Yoshinori Watanabe, Yasuhiko Matsunaga, Kosei Kobayashi, Hiroto Sugahara, and Kojiro Hamabe System Platforms Research Laboratories,

NEC Corporation 1753, Shimonumabe, Nakahara-Ku, Kawasaki, Kanagawa, 211-8666, Japan

{y-watanabe@ef, y-matsunaga@bl, k-kobayashi@ew, h-sugahara@cb, k-hamabe@bq}.jp.nec.com

Abstract— Self-optimization of the neighbor cell list (NCL) is expected to improve handover performance and reduce the need for site surveys. 3GPP Long Term Evolution (LTE) has introduced automatic neighbor relation (ANR), which enables a base station to manage neighbor cells on the basis of measurements made by mobiles. Because the radio coverage changes during network operations, it is essential to immediately update the NCL to improve handover performance, especially when the number of measured neighbor cells exceeds the upper limit of NCL size. In this paper, we propose a dynamic NCL management scheme to enhance NCL convergence and alleviate missing neighbor problems. The proposed scheme gives higher priority to newly detected neighbor cells over existing cells and ensures fast and accurate NCL updates after radio coverage changes. According to the LTE network simulations, the proposed scheme provides 70% faster recovery of the average radio link failure rate due to the missing neighbors compared with the non-prioritized scheme. It was also confirmed that the duration of missing neighbors is reduced by 39% on average.

Keywords-component; neighbor cell list; Self-Organizing Network; Self-Optimization; LTE; Automatic Neighbor Relation;

I. INTRODUCTION The Self Organizing Network (SON) introduced as part of

the 3GPP Long Term Evolution (LTE) is a key driver for improving operation and maintenance (O&M). To maximize network performance, the network configuration should be optimized while taking into account local characteristics of radio propagation, user traffic and mobility. However, optimization has not been frequently applied because it typically entails a heavy workload for conducting site surveys, analyzing of the performance statistics and making decisions on the optimal parameters. SON automates these tasks by using measurements taken by network equipments. Specifically, it substitutes measurements from enhanced Node B (eNB) and user equipment (UE) for the site survey data.

The Next Generation Mobile Network (NGMN) association has suggested requirements on SON use cases [1]. Given the requirements, 3GPP has investigated one of the most important use cases, management of a neighbor cell list (NCL), and has standardized a scheme of automatic neighbor relation (ANR) in release 8 [2]. ANR makes it possible for eNB to detect the surrounding neighbor relations on the basis of UE

measurements.
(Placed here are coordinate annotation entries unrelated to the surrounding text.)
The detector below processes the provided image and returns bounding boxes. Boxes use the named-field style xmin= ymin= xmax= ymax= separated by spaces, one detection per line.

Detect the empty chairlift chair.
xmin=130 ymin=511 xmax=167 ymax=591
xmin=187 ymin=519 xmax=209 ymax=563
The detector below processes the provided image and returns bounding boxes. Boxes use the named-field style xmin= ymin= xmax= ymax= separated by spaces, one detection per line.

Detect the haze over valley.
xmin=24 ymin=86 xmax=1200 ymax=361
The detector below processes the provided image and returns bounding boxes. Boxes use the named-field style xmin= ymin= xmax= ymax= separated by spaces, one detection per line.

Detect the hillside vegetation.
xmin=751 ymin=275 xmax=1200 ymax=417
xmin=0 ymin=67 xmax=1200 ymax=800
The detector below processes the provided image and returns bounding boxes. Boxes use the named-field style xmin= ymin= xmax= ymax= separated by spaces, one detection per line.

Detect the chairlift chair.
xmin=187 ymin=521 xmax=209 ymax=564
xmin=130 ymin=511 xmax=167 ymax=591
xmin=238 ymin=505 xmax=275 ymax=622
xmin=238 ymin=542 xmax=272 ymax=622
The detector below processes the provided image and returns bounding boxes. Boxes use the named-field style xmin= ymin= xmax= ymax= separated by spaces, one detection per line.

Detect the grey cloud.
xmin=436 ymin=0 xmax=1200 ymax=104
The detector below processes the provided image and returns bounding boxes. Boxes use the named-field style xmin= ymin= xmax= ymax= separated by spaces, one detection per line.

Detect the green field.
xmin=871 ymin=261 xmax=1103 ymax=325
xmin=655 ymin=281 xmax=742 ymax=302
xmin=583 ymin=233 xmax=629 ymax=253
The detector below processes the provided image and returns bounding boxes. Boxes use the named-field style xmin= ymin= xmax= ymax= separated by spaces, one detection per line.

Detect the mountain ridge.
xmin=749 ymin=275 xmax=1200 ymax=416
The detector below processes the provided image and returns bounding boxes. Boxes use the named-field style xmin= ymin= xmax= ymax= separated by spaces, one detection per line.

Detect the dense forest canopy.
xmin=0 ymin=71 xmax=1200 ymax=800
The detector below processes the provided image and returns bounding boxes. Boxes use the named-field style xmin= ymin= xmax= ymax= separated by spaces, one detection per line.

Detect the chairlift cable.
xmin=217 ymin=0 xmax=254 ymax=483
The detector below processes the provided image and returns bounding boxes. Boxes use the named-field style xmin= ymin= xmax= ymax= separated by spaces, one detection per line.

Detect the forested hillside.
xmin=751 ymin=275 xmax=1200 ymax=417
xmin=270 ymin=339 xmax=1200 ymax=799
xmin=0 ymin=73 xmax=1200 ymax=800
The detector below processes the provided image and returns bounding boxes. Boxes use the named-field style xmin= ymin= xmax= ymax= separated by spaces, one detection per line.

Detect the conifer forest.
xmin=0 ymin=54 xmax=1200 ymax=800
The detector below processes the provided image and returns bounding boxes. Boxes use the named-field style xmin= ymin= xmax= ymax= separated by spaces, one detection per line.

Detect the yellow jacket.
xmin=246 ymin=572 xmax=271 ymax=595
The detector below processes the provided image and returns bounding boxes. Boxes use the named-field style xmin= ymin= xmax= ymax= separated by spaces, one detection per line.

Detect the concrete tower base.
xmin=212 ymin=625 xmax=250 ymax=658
The neighbor relations are managed in a neighbor relation table (NRT). The NCL is an extract of the NRT and the upper size is limited to 32 cells, while the NRT has no size limitation [3]. The NCL is sent to UEs, while the NRT is not known to the UEs. How to determine a target cell for handover on the basis of the NRT and the NCL depends on the eNB vender’s design policy and the operator’s management policy. The target cells have been often limited to particular neighbor cells in order to prevent a failure of handover to a neighbor cell with a temporary good quality. The NCL provides a set of the particular neighbor cells. In this case, handover performance may deteriorate as a result of there being missing neighbors if appropriate neighbor cells are not in the NCL. On the other hand, when applying the other use cases such as mobility robustness optimization (MRO) and mobility load balancing (MLB), target neighbor cells need to be listed in the NCL, in order to be able to modify each neighbor’s cell individual offset (CIO) [3]. Therefore, NCL management is a significant task to improve handover performance in LTE.

Several NRT management schemes in LTE have been investigated. Kim et al. proposed self-configuration of the initial NRT by using eNB scanning [4]. Amirijoo et al. developed an NRT self-configuration using UE measurements [5]. They also developed an automatic scheme for resolving local cell identity conflicts. Such NRT self-configuration techniques are not directly applicable to NCL management; i.e., an eNB has to take appropriate neighbor relations from the NRT and generate a new NCL when the number of neighbor relations exceeds the size of the NCL. Soldani et al. developed a scheme for prioritizing neighbor cells using UE measurement statistics for NCL management in UMTS [6]. However, when a new cell site is added to the network, the eNB has to wait to accumulate enough statistics. Consequently, the handover performance may be temporarily degraded by missing neighbors or imperfect handover parameters.

In this paper, we propose a dynamic NCL management scheme to immediately update the NCL after a radio coverage change by combining two priorities: a priority based on the number of long-term averages of UE measurements and a priority based on an increase rate of recent UE measurements. By using this scheme, the problems of missing neighbors can be solved in a short time without making too many NCL updates. We evaluated the proposed scheme in simulations.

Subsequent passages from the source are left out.